West Virginia teachers waged a courageous struggle in 2018, forcing the closure of the state’s schools through a wildcat strike in defiance of the unions. They struck again in 2019. However, these struggles were suppressed by the unions and the Democratic Party, with empty promises to address teachers demands for increased funding for schools and health insurance. As a result, West Virginia remains among the worst for education spending.

Now teachers and staff are being expected to report for in-person instruction without adequate protection. Personal safety has been relegated in some cases to a bottle of hand sanitizer and a mask. Many schools have no structural capacity for social distancing measures.

The lack of preparation has been coupled with intimidation and pressure from district administration, telling teachers to post only positive messages on social media “because calm is contagious.” Teachers who raise concerns are being reprimanded for violating a policy to “keep things positive.”

Last week, Morgantown saw a spike in viruses after the reopening of West Virginia University. The return of students—shown in local media reports packing into downtown bars—has bolted Monongalia County to the highest statewide infection rate outside of jails and nursing home populations. Morgantown High School administrators issued a letter to the Monongalia County school board about the danger of in-person instruction, saying they had received no direction on how to notify employees about possible exposure, and safety measures were inadequate.

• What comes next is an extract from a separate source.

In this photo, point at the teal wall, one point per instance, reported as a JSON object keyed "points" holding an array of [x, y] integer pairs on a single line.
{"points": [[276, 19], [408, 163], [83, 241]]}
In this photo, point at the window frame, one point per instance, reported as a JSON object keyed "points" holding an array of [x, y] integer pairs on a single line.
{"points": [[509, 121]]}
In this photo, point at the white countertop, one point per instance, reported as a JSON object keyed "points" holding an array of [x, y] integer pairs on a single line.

In response to a flood of these concerns from across the state, West Virginia Superintendent W. Clayton Burch insisted schools have been adequately prepared using $34 million in CARES money and that teachers were complaining without providing specifics. “They need to let us know,” he told WCHS television news September 3, “because everybody who’s asked has gotten what they need.”

Governor Justice, currently challenged for reelection, called the complaints nothing more than politically motivated “garbage” originating in the Democratic Party and the unions. Justice, a longtime high school basketball coach, expressed particular frustration that counties were canceling sports competitions where case numbers were high.

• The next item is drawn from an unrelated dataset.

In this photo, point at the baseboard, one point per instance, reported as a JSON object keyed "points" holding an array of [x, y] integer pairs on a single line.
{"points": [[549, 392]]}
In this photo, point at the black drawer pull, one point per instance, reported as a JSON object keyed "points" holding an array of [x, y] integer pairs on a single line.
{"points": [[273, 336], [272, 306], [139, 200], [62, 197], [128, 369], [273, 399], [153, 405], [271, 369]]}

Neither the Democrats nor the Republicans have done anything about the decayed infrastructure in the state, which makes remote learning even more difficult. West Virginia has the worst broadband access and internet connectivity in the US. Only about half of the state’s public schoolchildren have access to internet at home. Even of those with connections, many lack internet speeds sufficient for online learning. Statewide, only about 2 percent of residents have fiber internet.

This predicament did not appear overnight. A handful of companies, including Comcast and Frontier Communications, enjoy near monopoly control over service regions. Charges for basic internet approach $100 a month, putting a strain on low-income families. Though the cable and internet companies have received grant after grant in the name of expanding access, next to nothing has been done to improve connectivity in the mountainous regions of the state.

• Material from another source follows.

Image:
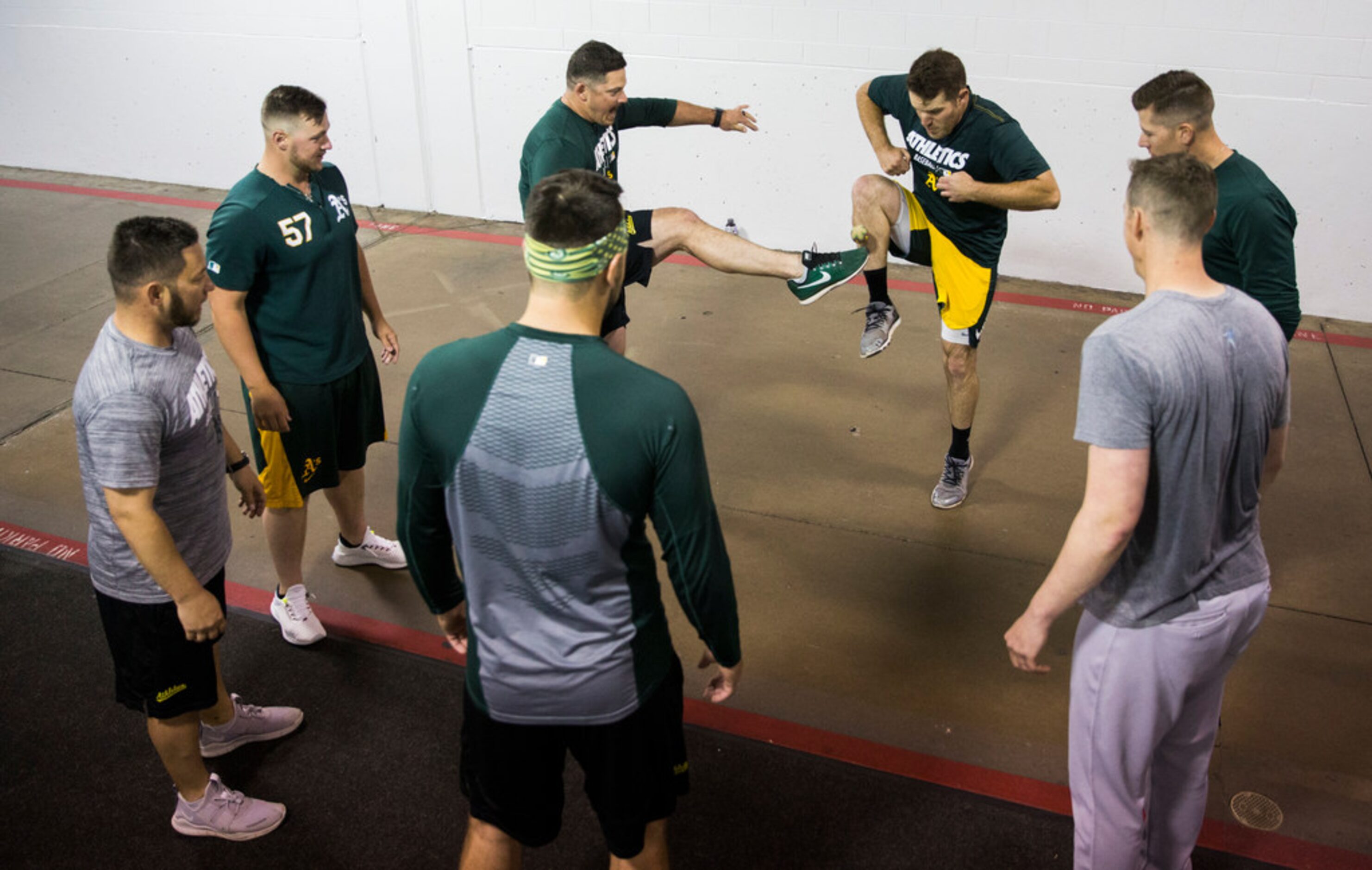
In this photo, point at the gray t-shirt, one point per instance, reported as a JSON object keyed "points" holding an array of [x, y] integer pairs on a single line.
{"points": [[1203, 383], [150, 417]]}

Like everything else, the capitalist class and its political establishment are eager to use the pandemic to their advantage. On September 3, Governor Justice signed an executive order to gain access to $766 million in federal funds earmarked for rural broadband expansion.

The architect of Justice’s plan is Mitch Carmichael—the state senator reviled by teachers for his attacks on them in 2018—a former executive at Frontier and current business development manager at rival internet provider Citynet. Carmichael was defeated in the Republican primary by an elementary school teacher.